The urge to tinker has passed, now I have a knife that has served generations of outdoors folk, and served them well. I have a knife that professional outdoorsmen and those who live in the wilds trust - I have a knife that will meet all my bushcraft needs and more without carving a hole in my wallet!!

So impressed was I with my rediscovery of the simplistic pleasures of the past and the undeniable utility of this excellent knife I have decided to stock the entiure range on the Bearclaw Website so before you spend a fortune on a expensive knife ask yourself this, "Can generations of woodsman, men who actually depended on a knife to survive have been wrong?"

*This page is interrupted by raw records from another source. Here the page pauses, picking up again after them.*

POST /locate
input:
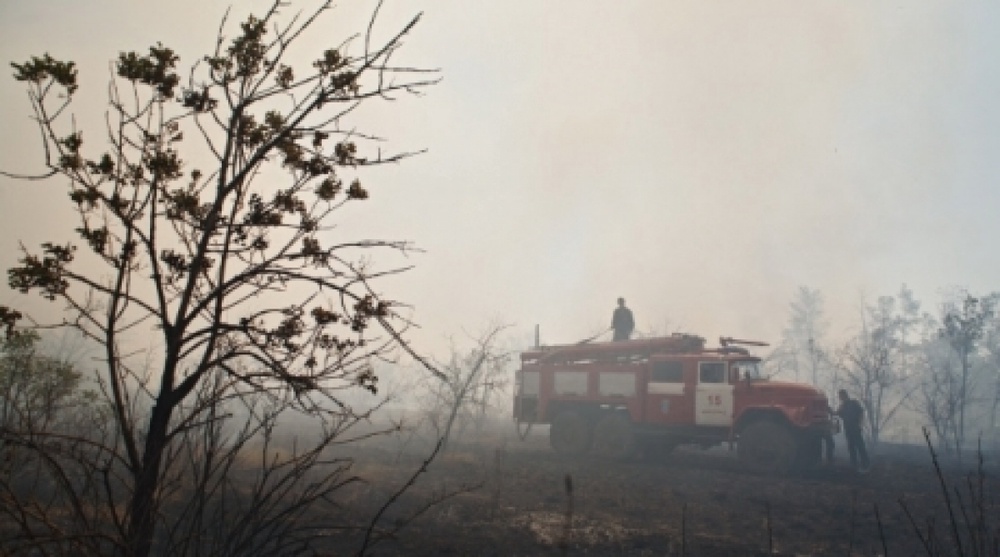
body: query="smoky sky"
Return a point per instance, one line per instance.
(701, 159)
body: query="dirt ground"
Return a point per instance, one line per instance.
(694, 502)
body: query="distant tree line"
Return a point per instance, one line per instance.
(939, 368)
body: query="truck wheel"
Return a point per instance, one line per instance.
(613, 437)
(658, 448)
(570, 433)
(767, 446)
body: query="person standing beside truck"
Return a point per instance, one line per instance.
(851, 412)
(622, 322)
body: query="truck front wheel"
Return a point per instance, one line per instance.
(767, 446)
(570, 433)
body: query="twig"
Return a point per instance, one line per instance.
(944, 490)
(568, 524)
(395, 496)
(881, 532)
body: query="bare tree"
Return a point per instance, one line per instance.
(873, 361)
(206, 214)
(964, 325)
(938, 397)
(467, 384)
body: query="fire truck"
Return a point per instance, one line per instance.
(616, 399)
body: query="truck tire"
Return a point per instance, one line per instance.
(613, 437)
(658, 449)
(767, 446)
(570, 433)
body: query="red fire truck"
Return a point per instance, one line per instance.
(651, 395)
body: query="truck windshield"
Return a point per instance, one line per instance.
(748, 370)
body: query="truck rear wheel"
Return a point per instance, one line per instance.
(570, 433)
(613, 437)
(767, 446)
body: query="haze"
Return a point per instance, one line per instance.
(701, 159)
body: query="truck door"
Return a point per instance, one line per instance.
(667, 398)
(713, 395)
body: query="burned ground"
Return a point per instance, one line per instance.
(691, 503)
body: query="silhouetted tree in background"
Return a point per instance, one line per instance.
(964, 325)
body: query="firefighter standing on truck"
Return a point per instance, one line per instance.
(622, 321)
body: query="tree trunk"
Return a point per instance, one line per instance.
(142, 509)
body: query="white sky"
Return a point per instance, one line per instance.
(702, 159)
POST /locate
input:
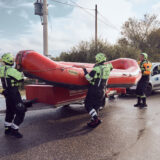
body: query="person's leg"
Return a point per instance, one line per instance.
(138, 94)
(9, 115)
(19, 114)
(143, 97)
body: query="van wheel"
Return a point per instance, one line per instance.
(149, 90)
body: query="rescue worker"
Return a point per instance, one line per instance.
(15, 109)
(145, 67)
(97, 84)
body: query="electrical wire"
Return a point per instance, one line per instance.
(106, 22)
(66, 3)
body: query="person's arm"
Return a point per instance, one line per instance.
(89, 76)
(15, 74)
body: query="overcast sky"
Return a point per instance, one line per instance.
(20, 29)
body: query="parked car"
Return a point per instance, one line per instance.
(154, 81)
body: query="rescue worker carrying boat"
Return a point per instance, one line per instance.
(15, 109)
(145, 67)
(97, 84)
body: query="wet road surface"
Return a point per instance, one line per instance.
(126, 133)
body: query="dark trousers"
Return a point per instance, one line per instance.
(13, 98)
(94, 98)
(142, 86)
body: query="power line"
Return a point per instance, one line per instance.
(66, 3)
(106, 22)
(84, 9)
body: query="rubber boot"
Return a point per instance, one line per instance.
(28, 103)
(94, 122)
(16, 133)
(144, 103)
(7, 130)
(138, 102)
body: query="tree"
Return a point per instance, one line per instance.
(136, 32)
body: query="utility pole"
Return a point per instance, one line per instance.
(96, 27)
(45, 28)
(41, 9)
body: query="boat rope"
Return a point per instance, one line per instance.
(51, 69)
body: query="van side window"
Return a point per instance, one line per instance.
(156, 70)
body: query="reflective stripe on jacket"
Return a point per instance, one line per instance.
(10, 77)
(99, 74)
(145, 67)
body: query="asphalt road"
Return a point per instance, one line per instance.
(126, 133)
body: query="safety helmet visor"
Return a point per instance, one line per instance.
(100, 57)
(145, 55)
(8, 58)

If your answer is no, then maybe you to should trust their judgement and try a Mora Classic - if your answer is yes ................ well I also have a few tins of Survival Dehydrated water I can sell you when you buy your expensive new knife!!


Perkunas said...

Do you have any opinions of that new age mora,Mora 2000,which has longer and sturdier blade,and green handle that has both,plastic and rubber in it? I think its the most different approach in mora range so far and its not bad at all,here it costs from 16 to 21 euros,so it could make nice entry level bushcrafting knife as well,if you dont mind the non-traditional looks ( but hey,looks and functionality dont go always hand in hand ),and the odd sjeath it comes with.Atleast to my feel,the sheath dosnt wrap around the knife as nicely as in other mora´s,so i replaced my sheath with kydex one at first,and now it has dark brown,deep leather sheth with firesteel loop.The only mod´s ive done to knife was to put up an sharp edge on the spine,to make it better when scraping the sparks.

Survivall said...

Initially I didnt like these and this dislike was aided when a student on a course bent the tip of him one ............. but in hind sight I think that was student doing something wrong rather than weakness in tool

since then I have seen a copy of these in use and have started to like them - the new model Mora 2010 has the Mora 2000 blade but with a Mora Clipper style handle - this likes good, courts out on its worth though as one of my guys is testing/using it now to see how it preforms in the woods

Perkunas said...

mora 2010?

Offcourse,as usual we wont be seeing that in long long time,as it went with 2000 too,and still even teh 2000 isnt availeable from many stores.And we do live next to Sweden :).